Secrest is part of In re: Fosamax Products Liability Litigation, an MDL pending in the Southern District of New York. Fosamax is a prescription drug manufactured by Merck commonly used to treat bone conditions such as osteoporosis. The claims in the MDL relate to the alleged link between Fosamax and osteonecrosis – bone death – of the jaw (“ONJ”). In July 2005, after receiving reports in 2003 and 2004 of Fosamax patients developing ONJ, Merck and the FDA agreed that Merck would include a warning regarding the reports in the Fosamax label.

Plaintiff Linda Secrest took Fosamax from 1998 to 2005 to prevent factures and osteoporosis. From June 1998 to March 2003, Dr. Lawrence Epstein, Secrest’s long-time primary care physician, prescribed Fosamax to her. Starting in December 2003, Dr. Dennis Hidlebaugh was the prescribing physician. In 2004, after Secrest developed a serious and chronic infection in and around her jaw, she was diagnosed with ONJ, and was instructed to stop taking Fosamax, which she did in April 2005.

In 2008, Dr. Epstein was deposed as a fact witness. At that deposition, he testified that he “‘did not know that [Secrest] was on Fosamax from 2003 to 2005 because [he] wanted her on [a different drug].’” In January 2011, Merck filed for summary judgment arguing, among other things, that plaintiff’s failure to warn claims fail because, if Dr. Epstein were not aware of plaintiff’s Fosamax use, he could not have been affected by any allegedly inadequate warning.

In response to Merck’s motion for summary judgment, Secrest did not offer any evidence from Dr. Hidlebaugh, who was the prescribing physician when she developed ONJ. Instead, Secrest offered the “expert” testimony of Dr. Epstein, who, she claimed, had continued to consult with her about her Fosamax use. Dr. Epstein, now a paid plaintiff’s expert, was re-deposed in February 2011 where he “told a diametrically different story” than he told in 2008. Whereas in 2008, he testified that he was not aware that plaintiff was continuing to take Fosamax from 2003-2005 and that he had advised Dr. Hidlebaugh to discontinue its use, in 2011, he testified that he knew plaintiff was taking Fosamax in 2004 and 2005 and he had advised Dr. Hidlebaugh to continue the Fosamax treatment. He also testified that “had Merck warned him about the risk of ONJ, he would have recommended that Secrest stop taking Fosamax.”

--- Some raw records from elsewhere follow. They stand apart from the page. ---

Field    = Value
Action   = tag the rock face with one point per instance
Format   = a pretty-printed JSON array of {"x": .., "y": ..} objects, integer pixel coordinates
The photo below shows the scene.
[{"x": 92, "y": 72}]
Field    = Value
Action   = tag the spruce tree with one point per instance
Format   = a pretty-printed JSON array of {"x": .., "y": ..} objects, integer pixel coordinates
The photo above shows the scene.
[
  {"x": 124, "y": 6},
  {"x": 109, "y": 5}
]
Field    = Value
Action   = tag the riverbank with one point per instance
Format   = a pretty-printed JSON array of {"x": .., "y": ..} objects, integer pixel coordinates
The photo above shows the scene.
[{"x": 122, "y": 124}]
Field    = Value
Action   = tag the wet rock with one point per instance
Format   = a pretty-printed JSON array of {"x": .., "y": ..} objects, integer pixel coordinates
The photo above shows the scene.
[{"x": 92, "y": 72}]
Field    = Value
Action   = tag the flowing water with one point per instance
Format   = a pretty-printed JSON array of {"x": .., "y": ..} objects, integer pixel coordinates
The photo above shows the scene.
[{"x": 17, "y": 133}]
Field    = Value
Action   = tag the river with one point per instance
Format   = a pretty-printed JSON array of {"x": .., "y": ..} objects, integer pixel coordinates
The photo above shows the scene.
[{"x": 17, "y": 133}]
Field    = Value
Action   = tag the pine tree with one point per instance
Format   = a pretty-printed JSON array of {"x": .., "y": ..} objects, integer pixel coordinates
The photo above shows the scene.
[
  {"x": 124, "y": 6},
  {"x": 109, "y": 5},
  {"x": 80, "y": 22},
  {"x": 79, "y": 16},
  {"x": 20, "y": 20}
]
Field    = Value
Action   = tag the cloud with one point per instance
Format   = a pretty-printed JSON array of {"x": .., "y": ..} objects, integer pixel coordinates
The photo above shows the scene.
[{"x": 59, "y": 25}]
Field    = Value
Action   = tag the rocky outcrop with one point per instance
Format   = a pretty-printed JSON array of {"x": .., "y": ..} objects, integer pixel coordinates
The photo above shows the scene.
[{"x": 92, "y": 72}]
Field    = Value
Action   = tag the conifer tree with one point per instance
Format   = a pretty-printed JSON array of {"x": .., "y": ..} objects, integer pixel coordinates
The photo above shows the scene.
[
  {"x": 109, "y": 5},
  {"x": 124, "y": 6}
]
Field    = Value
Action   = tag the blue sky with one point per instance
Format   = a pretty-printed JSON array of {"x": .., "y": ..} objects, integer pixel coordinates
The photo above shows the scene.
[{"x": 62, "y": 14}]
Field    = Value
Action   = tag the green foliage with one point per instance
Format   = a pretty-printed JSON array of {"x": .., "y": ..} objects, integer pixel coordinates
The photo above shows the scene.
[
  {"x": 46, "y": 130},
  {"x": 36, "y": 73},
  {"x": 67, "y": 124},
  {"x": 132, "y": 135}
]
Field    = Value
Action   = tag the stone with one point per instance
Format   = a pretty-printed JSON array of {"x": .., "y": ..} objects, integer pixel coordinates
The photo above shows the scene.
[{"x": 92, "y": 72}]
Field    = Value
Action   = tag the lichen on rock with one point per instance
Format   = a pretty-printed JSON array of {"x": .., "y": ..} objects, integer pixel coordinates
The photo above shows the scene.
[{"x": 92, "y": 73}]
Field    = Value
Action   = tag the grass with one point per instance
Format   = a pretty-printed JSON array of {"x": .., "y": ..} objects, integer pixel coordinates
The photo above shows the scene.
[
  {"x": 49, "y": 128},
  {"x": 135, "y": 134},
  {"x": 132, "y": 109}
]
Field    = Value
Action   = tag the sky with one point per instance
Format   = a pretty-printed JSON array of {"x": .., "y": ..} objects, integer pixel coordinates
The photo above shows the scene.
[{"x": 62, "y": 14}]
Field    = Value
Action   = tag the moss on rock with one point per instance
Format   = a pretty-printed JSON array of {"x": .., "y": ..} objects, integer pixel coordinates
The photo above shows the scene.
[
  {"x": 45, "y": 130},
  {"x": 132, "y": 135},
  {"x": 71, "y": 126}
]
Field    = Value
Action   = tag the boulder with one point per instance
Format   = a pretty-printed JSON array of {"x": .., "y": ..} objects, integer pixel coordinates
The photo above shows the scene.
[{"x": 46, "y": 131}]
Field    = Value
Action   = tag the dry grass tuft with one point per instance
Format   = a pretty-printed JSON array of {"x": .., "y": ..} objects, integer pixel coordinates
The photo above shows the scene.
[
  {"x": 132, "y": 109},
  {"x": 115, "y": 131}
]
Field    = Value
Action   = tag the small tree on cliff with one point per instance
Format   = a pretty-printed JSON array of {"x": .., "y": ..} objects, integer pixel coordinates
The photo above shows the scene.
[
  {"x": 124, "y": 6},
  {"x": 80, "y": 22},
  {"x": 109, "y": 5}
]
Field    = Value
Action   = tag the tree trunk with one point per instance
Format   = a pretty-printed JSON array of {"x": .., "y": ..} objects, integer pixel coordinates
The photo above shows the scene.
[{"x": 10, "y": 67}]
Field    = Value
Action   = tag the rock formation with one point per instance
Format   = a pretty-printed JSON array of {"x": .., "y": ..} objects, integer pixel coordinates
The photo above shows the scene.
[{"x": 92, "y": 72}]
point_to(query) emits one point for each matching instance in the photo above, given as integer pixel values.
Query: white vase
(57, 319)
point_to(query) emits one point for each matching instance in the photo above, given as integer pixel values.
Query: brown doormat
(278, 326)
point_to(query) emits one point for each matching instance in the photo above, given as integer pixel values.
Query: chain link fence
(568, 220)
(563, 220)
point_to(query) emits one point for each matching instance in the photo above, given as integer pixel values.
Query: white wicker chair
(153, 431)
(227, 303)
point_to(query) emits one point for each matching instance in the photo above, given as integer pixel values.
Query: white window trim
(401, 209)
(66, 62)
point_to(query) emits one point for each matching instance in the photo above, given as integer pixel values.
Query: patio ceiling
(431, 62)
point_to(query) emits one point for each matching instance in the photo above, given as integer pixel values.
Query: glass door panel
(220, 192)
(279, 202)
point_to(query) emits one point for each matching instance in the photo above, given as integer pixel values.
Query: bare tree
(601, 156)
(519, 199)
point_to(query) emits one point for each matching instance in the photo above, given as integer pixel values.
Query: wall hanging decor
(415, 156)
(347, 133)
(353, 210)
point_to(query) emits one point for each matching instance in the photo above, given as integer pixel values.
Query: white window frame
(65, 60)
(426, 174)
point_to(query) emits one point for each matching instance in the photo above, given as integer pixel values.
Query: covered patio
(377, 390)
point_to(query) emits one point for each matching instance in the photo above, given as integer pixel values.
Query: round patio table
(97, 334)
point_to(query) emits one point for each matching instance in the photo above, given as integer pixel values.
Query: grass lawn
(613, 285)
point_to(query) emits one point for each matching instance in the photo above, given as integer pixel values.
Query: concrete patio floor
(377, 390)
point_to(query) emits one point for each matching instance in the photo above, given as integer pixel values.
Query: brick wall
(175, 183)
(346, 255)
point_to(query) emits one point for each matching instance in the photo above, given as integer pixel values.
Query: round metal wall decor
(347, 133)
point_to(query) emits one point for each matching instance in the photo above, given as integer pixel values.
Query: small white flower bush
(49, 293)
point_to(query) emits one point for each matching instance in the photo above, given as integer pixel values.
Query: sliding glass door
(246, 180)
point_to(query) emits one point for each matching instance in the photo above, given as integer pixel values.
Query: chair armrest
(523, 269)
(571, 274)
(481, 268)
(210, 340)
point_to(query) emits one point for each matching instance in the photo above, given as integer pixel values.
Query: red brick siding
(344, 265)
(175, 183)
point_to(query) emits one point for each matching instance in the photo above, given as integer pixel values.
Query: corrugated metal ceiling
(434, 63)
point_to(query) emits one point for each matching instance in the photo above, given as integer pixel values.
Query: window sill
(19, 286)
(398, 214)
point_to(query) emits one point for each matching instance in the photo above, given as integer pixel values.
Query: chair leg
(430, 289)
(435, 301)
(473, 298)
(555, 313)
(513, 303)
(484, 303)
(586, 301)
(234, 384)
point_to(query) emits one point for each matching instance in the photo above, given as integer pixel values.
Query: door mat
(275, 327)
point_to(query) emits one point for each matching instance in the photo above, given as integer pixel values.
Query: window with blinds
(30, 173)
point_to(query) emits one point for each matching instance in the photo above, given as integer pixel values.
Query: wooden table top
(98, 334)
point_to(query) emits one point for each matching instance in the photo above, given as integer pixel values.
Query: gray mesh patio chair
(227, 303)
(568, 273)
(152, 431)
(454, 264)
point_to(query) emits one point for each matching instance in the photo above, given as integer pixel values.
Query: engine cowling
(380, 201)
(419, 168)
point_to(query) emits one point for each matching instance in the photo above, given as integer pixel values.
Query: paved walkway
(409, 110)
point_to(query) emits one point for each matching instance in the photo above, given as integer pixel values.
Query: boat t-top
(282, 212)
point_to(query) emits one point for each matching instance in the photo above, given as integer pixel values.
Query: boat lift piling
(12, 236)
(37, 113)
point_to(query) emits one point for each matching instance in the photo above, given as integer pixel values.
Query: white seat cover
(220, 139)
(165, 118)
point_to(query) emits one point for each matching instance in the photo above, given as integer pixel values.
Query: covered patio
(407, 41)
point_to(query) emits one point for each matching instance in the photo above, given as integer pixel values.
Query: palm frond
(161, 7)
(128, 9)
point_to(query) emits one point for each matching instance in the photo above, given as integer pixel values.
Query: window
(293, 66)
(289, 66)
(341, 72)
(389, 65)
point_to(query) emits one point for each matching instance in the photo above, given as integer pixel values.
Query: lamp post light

Conveniently for plaintiff, Dr. Epstein’s 2011 expert testimony, unlike his 2008 fact-witness testimony, could help plaintiff avoid summary judgment. Despite the contradictory nature of the new testimony, plaintiff never “proffered a plausible explanation that would allow a reasonable jury to reconcile the inconsistencies in Dr. Epstein’s statements.” Instead, plaintiff argued that questions of credibility belong to the jury.

The Court did not agree. In affirming the District Court’s decision granting summary judgment, the Second Circuit held that the District Court properly disregarded Dr. Epstein’s new “clearly contradictory” testimony based on the “sham issue of fact” doctrine, “which prohibits a party from defeating summary judgment simply by submitting an affidavit that contradicts the party’s previous sworn testimony.” Specifically, the Court noted, “the doctrine applies to stop Secrest from manufacturing a factual dispute by submitting testimony from an expert whom she tendered, where the relevant contradictions between the first and second depositions are unequivocal and inescapable, unexplained, arose after the motion for summary judgment was filed, and are central to the claim at issue.”

For defendants, it is encouraging that courts will summarily disregard such “sham” testimony rather than defer such issues to juries. And, to come full circle, as a father, I am similarly able to see through my daughter’s attempts at obfuscation. However, unlike the Court in Secrest, I normally let such things slide because she is just too cute (and she is only four). I am not in a position to say the same for Dr. Epstein and Secrest.